For those of you familiar with the film version of Carl Sagan’s fine novel, ‘
Contact’, the original book will prove to contain
some pronounced differences and a narrative that is much more explanatory and biographical.
Essentially, it revolves round the life of star-gazer Ellie Arroway. Fascinated with all things celestial since a young girl, she embarks on a career in the exacting, scientific discipline of astronomy. Much to the dismay of her peers, she becomes fixated on the idea of extra-terrestrial life and ends up joining that band of scientists making up the fringe organization SETI - the ‘Search for Extra-Terrestrial Intelligence’.
In amongst all this happening in the present, we are treated to flashbacks of her childhood: her relationship with her beloved father, her despised step father and her terminally ill mother and how it has developed her personality and character over the years. She is a non-believer.
Science is her God.
At first, Ellie’s quest to discover a signal from space that is the product of intelligence is financed by the US government, but the powers that be
eventually withdraw assistance. To them, it is a waste of money; no-one’s ever going to find anything; the space program needs extra funding; so forth.
Ellie has to go, cap in hand, for independent finance and eventually finds it, from billionaire industrialist, S. R. Hadden. There is much in the book describing this eccentric recluse’s various inventions in the field of electronics and communications, but this is incidental. Ellie has her money.
The book is in three sections: The Message; The Machine; The Universe. The first section culminates with what we had all been waiting for: Ellie receives her message from the stars. This is where the fun starts. After some extremely convincing technical jargon (what you’d expect from Sagan) describing the method of deciphering the Message, we discover that it contains instructions to build some sort of apparatus. Nobody knows its purpose - will it be dangerous? - how much will it cost? - does Earth science possess the required advanced level of technology? Despite all misgivings, the construction of this machine eventually goes ahead and, again, it is described in rigorous scientific detail. The thing is enormous and turns out to contain a number of seats - seats designed for humans! It is, obviously, some form of transport - but to travel to where? Various polls all over the planet are carried out to select the privileged few who will be the passengers, the guinea pigs. Ellie, eventually, is one of the chosen.
The final section of the book, detailing what happens when the machine is activated and the subsequent journey is dealt with in a thoughtful and thought-provoking way. Ellie’s love for her dead father is brought into play and the vehemently atheistic woman is touched by something akin to spiritual faith.

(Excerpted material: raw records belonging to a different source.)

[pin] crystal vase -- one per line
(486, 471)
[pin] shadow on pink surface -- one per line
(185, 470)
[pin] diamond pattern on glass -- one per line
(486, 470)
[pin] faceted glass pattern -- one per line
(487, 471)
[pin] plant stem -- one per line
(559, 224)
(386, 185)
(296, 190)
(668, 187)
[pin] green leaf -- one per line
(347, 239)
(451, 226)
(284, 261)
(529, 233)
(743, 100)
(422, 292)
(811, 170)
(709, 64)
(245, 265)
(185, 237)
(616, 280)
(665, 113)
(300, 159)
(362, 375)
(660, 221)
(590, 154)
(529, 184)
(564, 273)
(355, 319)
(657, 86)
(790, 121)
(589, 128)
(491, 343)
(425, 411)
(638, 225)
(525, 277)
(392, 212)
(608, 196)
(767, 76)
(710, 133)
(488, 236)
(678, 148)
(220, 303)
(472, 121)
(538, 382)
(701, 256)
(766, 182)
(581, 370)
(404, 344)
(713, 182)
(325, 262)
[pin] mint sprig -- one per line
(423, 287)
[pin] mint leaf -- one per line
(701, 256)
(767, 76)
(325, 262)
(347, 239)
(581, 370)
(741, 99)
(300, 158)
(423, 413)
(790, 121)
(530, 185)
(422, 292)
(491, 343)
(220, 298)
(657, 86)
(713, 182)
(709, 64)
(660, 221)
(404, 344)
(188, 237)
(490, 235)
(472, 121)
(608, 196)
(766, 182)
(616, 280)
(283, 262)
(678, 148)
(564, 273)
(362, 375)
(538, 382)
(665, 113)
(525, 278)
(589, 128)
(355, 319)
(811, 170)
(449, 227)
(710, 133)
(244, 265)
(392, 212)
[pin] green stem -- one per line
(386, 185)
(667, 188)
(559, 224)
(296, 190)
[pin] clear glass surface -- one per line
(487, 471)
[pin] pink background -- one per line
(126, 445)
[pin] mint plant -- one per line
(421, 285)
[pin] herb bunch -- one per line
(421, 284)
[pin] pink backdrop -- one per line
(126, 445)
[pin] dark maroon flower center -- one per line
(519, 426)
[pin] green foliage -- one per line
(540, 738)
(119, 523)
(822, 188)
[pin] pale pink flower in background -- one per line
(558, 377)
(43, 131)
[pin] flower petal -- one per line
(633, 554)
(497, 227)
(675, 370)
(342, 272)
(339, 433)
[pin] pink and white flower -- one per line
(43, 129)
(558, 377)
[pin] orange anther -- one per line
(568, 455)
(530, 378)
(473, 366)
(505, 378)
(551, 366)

It is an emotional book, showing, I think, most realistically the way that contact with an alien civilization would affect the minds and souls of Earth’s population. The most breathtaking moment, for me, comes in the final, short chapter, where Sagan, very cleverly, manages to establish an incredible link between science and religion.
If you like your sci-fi to be both scientifically authentic and, at the same time, awe-inspiring, then ‘Contact’ is for you.